The performance feature captured by Crel is less clear, and difficult to assess with the current dataset, which was not designed to find, let alone unpack, this quantity. Nevertheless, we have some ideas about it. One possibility is that κ depends on the perceived volatility of the task: if participants perceive the environment as being very volatile, an increased confidence in the currently chosen option can spur the belief that switching is a good idea. This could be assessed by manipulating volatility and/or regularly measuring experienced volatility, and observing the effect of κ on choice. Alternatively, it could be a belief in the Machiavellian nature of the experimenter (the surer a participant is that one option is better, the more likely they believe it will switch).

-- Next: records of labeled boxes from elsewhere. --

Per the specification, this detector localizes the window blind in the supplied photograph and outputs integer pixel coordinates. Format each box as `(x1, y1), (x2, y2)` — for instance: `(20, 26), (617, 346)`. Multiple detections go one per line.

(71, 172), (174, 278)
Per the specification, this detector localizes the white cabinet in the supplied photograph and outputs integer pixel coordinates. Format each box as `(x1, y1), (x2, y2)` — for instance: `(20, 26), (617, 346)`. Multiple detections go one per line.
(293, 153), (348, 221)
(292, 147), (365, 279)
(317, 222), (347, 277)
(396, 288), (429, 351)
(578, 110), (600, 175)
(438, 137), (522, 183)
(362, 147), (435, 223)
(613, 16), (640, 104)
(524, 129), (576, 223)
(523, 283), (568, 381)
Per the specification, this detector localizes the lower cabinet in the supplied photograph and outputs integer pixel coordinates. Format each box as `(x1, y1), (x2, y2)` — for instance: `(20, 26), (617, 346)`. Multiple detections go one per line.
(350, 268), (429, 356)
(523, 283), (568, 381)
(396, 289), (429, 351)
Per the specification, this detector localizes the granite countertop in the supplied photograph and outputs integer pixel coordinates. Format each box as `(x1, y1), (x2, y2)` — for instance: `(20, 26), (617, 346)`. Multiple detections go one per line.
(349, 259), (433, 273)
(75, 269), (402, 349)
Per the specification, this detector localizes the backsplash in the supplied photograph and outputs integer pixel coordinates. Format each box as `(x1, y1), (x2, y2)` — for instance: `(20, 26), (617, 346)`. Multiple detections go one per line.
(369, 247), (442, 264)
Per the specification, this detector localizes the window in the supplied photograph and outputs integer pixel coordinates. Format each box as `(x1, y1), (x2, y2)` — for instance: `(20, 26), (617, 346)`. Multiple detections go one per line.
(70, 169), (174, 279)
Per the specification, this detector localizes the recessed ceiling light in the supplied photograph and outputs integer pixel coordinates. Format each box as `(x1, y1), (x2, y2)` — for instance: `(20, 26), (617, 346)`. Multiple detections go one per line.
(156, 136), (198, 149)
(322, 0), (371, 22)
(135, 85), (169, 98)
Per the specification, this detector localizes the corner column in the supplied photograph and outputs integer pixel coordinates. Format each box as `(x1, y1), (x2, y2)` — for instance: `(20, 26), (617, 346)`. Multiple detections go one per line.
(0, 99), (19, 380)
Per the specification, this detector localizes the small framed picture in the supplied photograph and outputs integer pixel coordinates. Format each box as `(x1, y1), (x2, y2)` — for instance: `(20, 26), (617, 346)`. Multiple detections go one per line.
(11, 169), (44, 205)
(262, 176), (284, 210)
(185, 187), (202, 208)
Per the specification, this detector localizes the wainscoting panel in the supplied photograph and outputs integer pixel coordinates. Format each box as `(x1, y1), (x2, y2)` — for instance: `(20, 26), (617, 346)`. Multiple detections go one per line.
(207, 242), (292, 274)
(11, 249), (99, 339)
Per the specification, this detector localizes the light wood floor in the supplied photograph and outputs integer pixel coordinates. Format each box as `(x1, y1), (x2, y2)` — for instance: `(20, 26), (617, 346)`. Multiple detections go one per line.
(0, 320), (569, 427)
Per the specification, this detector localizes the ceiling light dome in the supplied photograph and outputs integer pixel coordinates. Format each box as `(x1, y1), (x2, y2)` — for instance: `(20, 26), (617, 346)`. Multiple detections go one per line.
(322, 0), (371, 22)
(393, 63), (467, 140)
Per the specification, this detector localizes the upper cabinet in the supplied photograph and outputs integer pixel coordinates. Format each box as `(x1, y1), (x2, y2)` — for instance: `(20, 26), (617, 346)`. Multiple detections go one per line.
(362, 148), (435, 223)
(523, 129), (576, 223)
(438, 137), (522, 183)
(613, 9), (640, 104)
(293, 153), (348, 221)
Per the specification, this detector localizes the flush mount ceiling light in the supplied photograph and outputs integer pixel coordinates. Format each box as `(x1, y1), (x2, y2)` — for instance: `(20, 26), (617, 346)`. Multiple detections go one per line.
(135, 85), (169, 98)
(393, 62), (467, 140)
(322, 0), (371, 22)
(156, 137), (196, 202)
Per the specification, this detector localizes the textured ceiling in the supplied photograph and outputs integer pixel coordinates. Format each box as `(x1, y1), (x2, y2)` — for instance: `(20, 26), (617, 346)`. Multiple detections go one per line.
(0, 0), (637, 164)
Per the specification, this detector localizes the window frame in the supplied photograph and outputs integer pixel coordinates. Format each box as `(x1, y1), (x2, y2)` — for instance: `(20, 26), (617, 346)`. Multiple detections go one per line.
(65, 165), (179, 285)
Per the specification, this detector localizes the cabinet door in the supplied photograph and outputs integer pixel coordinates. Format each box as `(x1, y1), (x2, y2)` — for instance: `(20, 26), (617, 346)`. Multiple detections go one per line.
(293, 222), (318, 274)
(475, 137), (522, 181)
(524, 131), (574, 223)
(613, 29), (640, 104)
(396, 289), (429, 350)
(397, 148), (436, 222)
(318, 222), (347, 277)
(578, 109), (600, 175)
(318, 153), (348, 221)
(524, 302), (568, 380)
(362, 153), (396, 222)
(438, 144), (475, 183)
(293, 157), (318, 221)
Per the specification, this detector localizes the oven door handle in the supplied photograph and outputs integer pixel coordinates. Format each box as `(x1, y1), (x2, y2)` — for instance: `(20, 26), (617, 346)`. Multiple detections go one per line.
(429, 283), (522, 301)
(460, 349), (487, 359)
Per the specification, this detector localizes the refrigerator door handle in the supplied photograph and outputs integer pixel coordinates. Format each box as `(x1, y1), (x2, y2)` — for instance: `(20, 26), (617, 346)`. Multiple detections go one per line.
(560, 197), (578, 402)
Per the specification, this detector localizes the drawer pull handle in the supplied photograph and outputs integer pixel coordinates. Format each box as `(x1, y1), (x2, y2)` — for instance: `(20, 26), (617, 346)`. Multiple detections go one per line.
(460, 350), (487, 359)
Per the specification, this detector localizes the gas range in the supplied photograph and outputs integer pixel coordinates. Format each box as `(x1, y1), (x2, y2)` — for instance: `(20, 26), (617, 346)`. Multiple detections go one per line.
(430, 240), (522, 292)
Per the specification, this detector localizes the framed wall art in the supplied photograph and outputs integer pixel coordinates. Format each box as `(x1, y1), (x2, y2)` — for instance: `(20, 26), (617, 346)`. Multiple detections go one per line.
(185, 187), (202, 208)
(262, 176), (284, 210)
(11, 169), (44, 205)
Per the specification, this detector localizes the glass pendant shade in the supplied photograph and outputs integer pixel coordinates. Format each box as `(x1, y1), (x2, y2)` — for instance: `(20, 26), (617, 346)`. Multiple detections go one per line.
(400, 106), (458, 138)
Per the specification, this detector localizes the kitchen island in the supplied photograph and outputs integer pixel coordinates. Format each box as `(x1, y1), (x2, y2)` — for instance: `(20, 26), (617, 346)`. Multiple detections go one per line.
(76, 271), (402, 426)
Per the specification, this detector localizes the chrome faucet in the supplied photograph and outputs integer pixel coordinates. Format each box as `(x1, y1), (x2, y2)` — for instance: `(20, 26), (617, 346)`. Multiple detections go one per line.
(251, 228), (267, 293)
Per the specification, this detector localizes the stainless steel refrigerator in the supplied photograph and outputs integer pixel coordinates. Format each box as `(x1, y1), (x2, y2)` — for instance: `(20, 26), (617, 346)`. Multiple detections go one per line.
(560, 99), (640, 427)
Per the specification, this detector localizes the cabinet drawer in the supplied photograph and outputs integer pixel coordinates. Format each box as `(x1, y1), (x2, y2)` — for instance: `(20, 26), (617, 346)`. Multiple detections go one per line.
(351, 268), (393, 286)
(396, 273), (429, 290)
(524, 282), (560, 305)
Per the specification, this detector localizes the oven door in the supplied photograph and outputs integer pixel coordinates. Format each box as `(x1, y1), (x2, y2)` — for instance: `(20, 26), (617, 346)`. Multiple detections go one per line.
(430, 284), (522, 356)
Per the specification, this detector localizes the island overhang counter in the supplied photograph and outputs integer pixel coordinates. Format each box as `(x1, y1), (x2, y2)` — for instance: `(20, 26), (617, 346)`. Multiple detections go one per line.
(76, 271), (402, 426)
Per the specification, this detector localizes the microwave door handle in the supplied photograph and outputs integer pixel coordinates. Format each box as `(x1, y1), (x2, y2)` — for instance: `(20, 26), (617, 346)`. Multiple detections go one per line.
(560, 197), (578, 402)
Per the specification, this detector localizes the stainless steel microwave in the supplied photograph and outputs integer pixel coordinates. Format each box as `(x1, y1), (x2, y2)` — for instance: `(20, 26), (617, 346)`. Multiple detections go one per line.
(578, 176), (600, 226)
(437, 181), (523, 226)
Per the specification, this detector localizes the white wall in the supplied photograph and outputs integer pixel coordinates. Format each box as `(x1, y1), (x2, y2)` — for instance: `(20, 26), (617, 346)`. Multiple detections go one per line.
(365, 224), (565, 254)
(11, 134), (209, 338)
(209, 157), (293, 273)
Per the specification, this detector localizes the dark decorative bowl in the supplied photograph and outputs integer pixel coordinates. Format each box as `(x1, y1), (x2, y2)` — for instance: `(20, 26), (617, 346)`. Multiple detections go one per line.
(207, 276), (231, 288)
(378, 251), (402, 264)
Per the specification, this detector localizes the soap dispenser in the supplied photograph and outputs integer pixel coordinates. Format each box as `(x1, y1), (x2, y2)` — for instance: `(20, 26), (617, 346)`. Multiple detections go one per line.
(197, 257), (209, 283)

Finally, the observed effect of κ could reflect a sort of safe exploration – in two senses: a) – the participant is convinced she has recently chosen the best option a lot (hence her confidence), so she can afford the odd exploratory trial; b) since the participant is relatively sure about the quality of A, they don't have to maintain a very precise assessment of by how much it bests B, so choosing B isn't informationally tricky for them in the sense of allowing a single outcome for B incorrectly to sway choice in favour of this option. In sum, we believe that this result is counterintuitive but very suggestive and points to new avenues for research. We have developed the discussion of this finding:

“One reason for the unwarranted use of confidence in the majority of participants could be that participants perceived the task as being highly volatile. As a result, they may have inferred that increasing confidence in the most recent choice indicates that the unchosen option has become better than the chosen option (10,11). Additionally, the observed effect of κ could reflect safe exploration: if the participant is convinced they have recently chosen the better option frequently (hence their confidence), they can afford to explore the more uncertain option. These possibilities provide interesting directions for future research.”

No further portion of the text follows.